ACCT5034 Analysis and Visualization of Financial Data
Folio 2 Tableau Desktop and Visualisations for Data Analytics Profile Sem 2, 2020
Introduction
This is the final assessment in this Unit and combines your developing knowledge of Excel and Tableau with new learning about coding for data management, cleaning and visualization in “R”. R is an open source platform and collaborative project with many thousands of contributors from teams and individuals globally. This Folio extends the CIMIC Case to use data visualizations and tables generated through coding in R for benchmarking the performance of CIMIC Group Ltd against statistics data and statistics generated for the global Metals & Mining industry.
Prior to commencing Folio 2 your Instructor will have demonstrated best practice project management with R Scripts (files of R Code), Data (source data files like .csv), Plots (output visualisations from packages like ggplot2) and statistical analysis and summary statistics packages in RStudio. You will also have completed your learning with the Instructor’s demonstration of Swirl Courses and RStudio Cloud Primers (a “Primer” is defined as “a beginner class”).
Case – “R” for Roseberry
As the new Graduate Accountants at CIMIC Group Ltd, you and your two closest friends, Zhising and Frank, have a running joke with your line-manager Roseberry Peters, that she has become your IT Guru. The reason? Roseberry has recently been promoted to Strategic Management Accountant after Sherlock Poems, the previous SMA was promoted to Chief Financial Officer. It is part of Roseberry’s new role to run the graduate training sessions on Friday afternoons. The training goes for three hours from 2-5pm followed by drinks and snacks in the Perth office staff room. The title of the past few weeks training is “Coding for Analytics and Statistics with R” and Roseberry has thrown herself into the teaching role with the Grad Accounting team – she seems to love the challenge.
You and your two graduate accountant buddies have really been enjoying the R training using the Swirl package in RStudio and RStudio Cloud Primers. You all respect Roseberry’s enthusiasm. Frank sent an invite last week for you all – a WhatsApp discussion group called “R for Roseberry” and the training group is using it for chatting and general Q&A. In fact this forum has acted like a virtual team with Roseberry as the project manager, and very enthusiastic contributor!
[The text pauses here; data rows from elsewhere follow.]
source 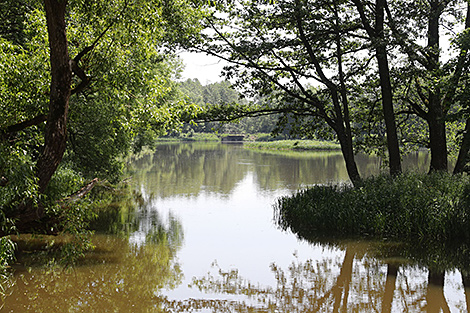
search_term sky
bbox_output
[179,51,226,84]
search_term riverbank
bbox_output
[275,172,470,244]
[244,139,340,151]
[157,133,341,151]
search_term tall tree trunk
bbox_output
[428,108,448,172]
[331,11,362,187]
[337,128,361,187]
[37,0,72,194]
[377,49,402,176]
[352,0,402,176]
[11,0,71,229]
[295,3,361,186]
[426,0,448,172]
[329,85,361,186]
[454,118,470,174]
[376,0,402,176]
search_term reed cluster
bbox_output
[275,172,470,244]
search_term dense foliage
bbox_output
[2,0,470,280]
[0,0,205,272]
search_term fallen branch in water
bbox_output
[62,178,99,203]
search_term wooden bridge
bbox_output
[221,135,245,142]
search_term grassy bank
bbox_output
[156,133,341,151]
[275,172,470,244]
[245,139,341,151]
[157,133,220,142]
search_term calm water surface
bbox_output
[2,143,469,312]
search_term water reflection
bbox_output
[5,236,181,312]
[2,191,183,312]
[163,241,470,312]
[1,143,452,312]
[129,143,430,198]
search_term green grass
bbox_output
[245,139,341,151]
[156,133,220,142]
[155,134,341,150]
[275,172,470,244]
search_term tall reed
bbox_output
[275,172,470,243]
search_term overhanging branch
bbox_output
[1,114,47,140]
[70,0,130,95]
[204,16,325,113]
[192,106,317,124]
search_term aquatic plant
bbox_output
[275,172,470,244]
[0,236,15,300]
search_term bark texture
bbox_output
[12,0,72,230]
[37,0,72,194]
[453,119,470,174]
[375,0,402,176]
[426,0,448,172]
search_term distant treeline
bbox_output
[174,79,282,136]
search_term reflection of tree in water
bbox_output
[91,185,184,252]
[130,143,247,197]
[2,190,184,312]
[129,206,184,251]
[130,143,358,198]
[163,242,470,312]
[129,144,431,199]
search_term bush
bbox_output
[275,172,470,243]
[44,164,85,202]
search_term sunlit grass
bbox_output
[245,140,341,151]
[156,133,220,142]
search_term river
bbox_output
[2,142,469,312]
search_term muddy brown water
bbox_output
[2,143,468,312]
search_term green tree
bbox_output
[188,0,470,178]
[188,0,378,185]
[179,79,256,134]
[352,0,402,176]
[387,0,470,172]
[0,0,204,233]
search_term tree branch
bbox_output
[1,114,47,140]
[351,0,376,37]
[294,4,336,91]
[70,0,130,95]
[193,106,318,124]
[441,1,470,109]
[384,0,430,68]
[62,178,99,203]
[204,16,326,115]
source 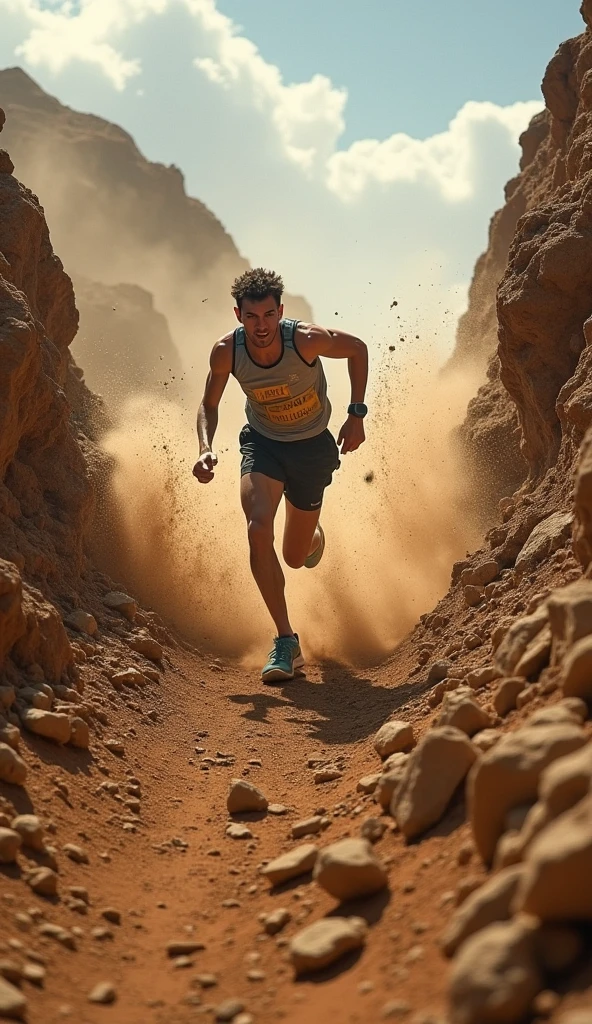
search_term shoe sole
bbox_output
[304,524,325,569]
[261,653,304,684]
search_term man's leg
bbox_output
[240,472,294,636]
[282,500,322,569]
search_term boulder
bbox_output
[472,729,501,753]
[436,688,494,736]
[493,677,526,716]
[65,609,98,636]
[312,838,388,901]
[494,605,549,676]
[375,765,407,810]
[562,634,592,699]
[516,791,592,920]
[127,631,162,661]
[393,726,477,840]
[441,865,525,957]
[226,779,268,814]
[468,723,587,864]
[0,742,27,785]
[539,742,592,817]
[515,512,573,571]
[373,720,415,758]
[513,626,552,678]
[290,916,367,976]
[20,708,71,744]
[449,918,542,1024]
[262,844,318,886]
[547,580,592,665]
[103,591,137,621]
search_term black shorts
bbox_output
[239,424,340,512]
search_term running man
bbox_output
[193,268,368,683]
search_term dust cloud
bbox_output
[101,346,483,669]
[8,134,485,667]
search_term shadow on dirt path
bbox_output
[227,659,431,745]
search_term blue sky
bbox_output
[216,0,583,143]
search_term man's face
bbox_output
[235,295,283,348]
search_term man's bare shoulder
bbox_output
[210,332,234,374]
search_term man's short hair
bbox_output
[231,268,284,310]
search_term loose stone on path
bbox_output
[290,917,367,975]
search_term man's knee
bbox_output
[247,517,274,553]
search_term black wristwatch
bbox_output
[348,403,368,418]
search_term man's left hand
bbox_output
[337,414,366,454]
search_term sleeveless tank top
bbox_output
[231,319,331,441]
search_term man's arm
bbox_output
[296,325,368,454]
[193,338,232,483]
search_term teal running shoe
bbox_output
[261,634,304,683]
[304,524,325,569]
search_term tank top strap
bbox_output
[281,318,300,349]
[231,325,245,377]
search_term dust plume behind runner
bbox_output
[99,336,482,667]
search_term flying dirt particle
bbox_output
[364,471,374,483]
[334,312,339,316]
[390,300,398,308]
[389,346,396,352]
[202,298,209,303]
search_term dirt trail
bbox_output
[2,636,466,1024]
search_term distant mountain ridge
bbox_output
[0,66,312,403]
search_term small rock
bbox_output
[215,998,245,1021]
[103,591,137,621]
[373,720,415,758]
[104,739,125,756]
[263,908,291,935]
[0,828,21,864]
[262,844,318,886]
[471,729,500,754]
[22,962,45,986]
[195,974,217,988]
[290,916,367,975]
[267,804,287,815]
[292,816,323,839]
[0,742,27,785]
[38,923,76,949]
[69,717,90,749]
[12,815,44,851]
[435,688,493,737]
[0,976,27,1020]
[492,678,525,716]
[28,868,58,898]
[357,773,381,795]
[463,585,483,607]
[314,768,343,784]
[127,632,163,661]
[63,843,89,864]
[166,941,205,957]
[360,817,387,843]
[101,908,121,925]
[88,982,117,1004]
[227,779,268,814]
[313,838,388,900]
[65,609,98,636]
[226,823,253,840]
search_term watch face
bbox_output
[351,403,367,416]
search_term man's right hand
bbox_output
[193,451,218,483]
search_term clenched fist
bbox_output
[193,451,218,483]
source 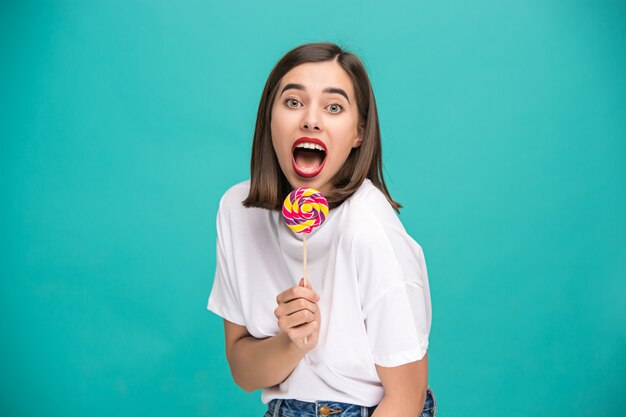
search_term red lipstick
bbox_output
[291,137,328,153]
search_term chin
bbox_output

After the most recent Grad Training session (last Friday) a WhatsApp arrives from your boss this morning to the “R for Roseberry” group:
1|Page
ACCT5034 Analysis and Visualization of Financial Data
Folio 2 Tableau Desktop and Visualisations for Data Analytics Profile Sem 2, 2020
Later in the day you meet with Roseberry for about 30 minutes to discuss her early morning post to the group. It seems her presentation to the local Chamber of Commerce, “A Stakeholder perspective on the Metals & Mining industry” in early-September was received so well that the local CoC is funding her to represent Western Australian mining services in Toronto, Canada.
After the meeting you review an extract of your notes (below) and you realize there is quite a lot of work to get done before her conference presentation date in early November, 2020.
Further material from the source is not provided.